— Не придется, — сказал Березкин. — Они нас не ждут. Здесь, по данным, вообще нет никакой обороны. Женщины будут отдельно. Их бомба не тронет. А мужики всей бандой кучно будут сидеть. Их и накроешь. Лишь бы вы точно вышли и сразу, чтобы не спугнуть!
Свадьба втекала в подворье. Под тенистыми кронами на узорных коврах сидели седовласые старцы. Молодые в поклоне подносили пиалы с чаем. Тихие речи, шевеление усов и борода, шелк на подушках, черноглазое лицо жениха. И в плетеной подвешенной клетке златоперый павлин.
— Сажайте ко мне предателя! — сказал командир эскадрильи.
Тот, кого назвали предателем — презрительная кличка для всех, кто за деньги или за страх служил проводником в рейдах и налетах на базы, наводил вертолеты на родные кишлаки, указывали дома муджахедов, имена и явки мятежников, — пленный великан, уже шел, прихрамывая, опираясь на тяжелый костыль. Лицо его, гончарно-красное, твердое, было спокойно. Широкие сжатые губы казались вырезанными из камня. Два солдата конвоировали его к вертолетам.
— На мой борт! — повторил командир эскадрильи.
Пленный подошел, молча поклонился и замер, возвышаясь пышным складчатым шелком над головами пилотов.
— Сюда, — сказал ему Батурин, подводя к пятнистой машине, помогая влезть на ступеньку. И пока тот влезал, забросив клюку, Батурин сквозь ткань чувствовал литую мышцу.
Они уселись. Предатель — между левым и правым пилотами. Сзади него Батурин, чтобы можно было общаться. Березкин с борттехником уселись на лавку.
— Ну, с богом, как говорится, пошли! — сказал Березкин. — На свадьбе гулять и «горько» кричать! — взвел фотокамеру, прицелившись в круглое, наполненное солнцем стекло.
Вертолеты проскрежетали по рифленому железу, взмыли один за другим. Батурин видел сквозь блистер мелькающую серую землю. Все те же развалины старой крепости, как огромный гнилой зуб с провалившимся дуплом. В недрах дупла на пепелище виднелись шатер кочевника и два неподвижных верблюда. Пролетели кишлак, клетчатую хрупкую вафлю. В ломких тисненых ячейках некоторые квадраты светились, словно покрытые золотой фольгой, — это сушился на крышах урюк. Зарябили поля, зеленые, черные, будто лоскутья бархата, нашитые на грязную мешковину пустыни. Струйки арыков пульсировали, отражали солнце.
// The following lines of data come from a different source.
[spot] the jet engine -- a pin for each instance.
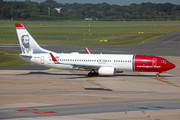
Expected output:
(107, 71)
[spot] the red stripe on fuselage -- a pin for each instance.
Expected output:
(146, 63)
(19, 25)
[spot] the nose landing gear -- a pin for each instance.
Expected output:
(158, 74)
(92, 73)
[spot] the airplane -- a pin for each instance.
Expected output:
(97, 64)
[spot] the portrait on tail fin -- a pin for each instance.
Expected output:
(26, 45)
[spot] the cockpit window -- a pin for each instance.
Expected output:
(164, 61)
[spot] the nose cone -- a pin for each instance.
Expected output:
(171, 65)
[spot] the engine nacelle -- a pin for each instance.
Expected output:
(107, 71)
Батурин видел, как за пышной чалмой афганца чернеет пулемет с концентрическими кругами прицела, стелется белый сахарный солончак. Чувствовал стремительный грозный вектор, по которому двигались вертолеты, — упрямый, отточенный, проходящий сквозь ствол пулемета. Думал: свадьба, война, ночное предчувствие смерти, мысли о милых, ожидание любви, затмение в страхе и ненависти — быть может, все это, неразделимое, переплетенное, переходящее одно в другое, и есть целостность жизни, которую невозможно понять, а только принять. Вот он, живой, никому не желающий зла, читавший «Бабур-намэ», летит на бомбовый удар. Он и есть носитель этой целостной жизни. Так и надо жить, не иначе.
Они пересекли долину и взмыли над плавными складками гор. Казалось, под огромной попоной спят великаны. Виднелись очертания их туловищ, ног и голов. Перевалили кручи и снова снизились к извилистой плоской реке. Низко шли над водой, над белесыми тростниками, над вспышками черного и белого солнца. Стая уток косо взлетала. Лунь, похожий на алебарду, соскользнул и пропал под днищем.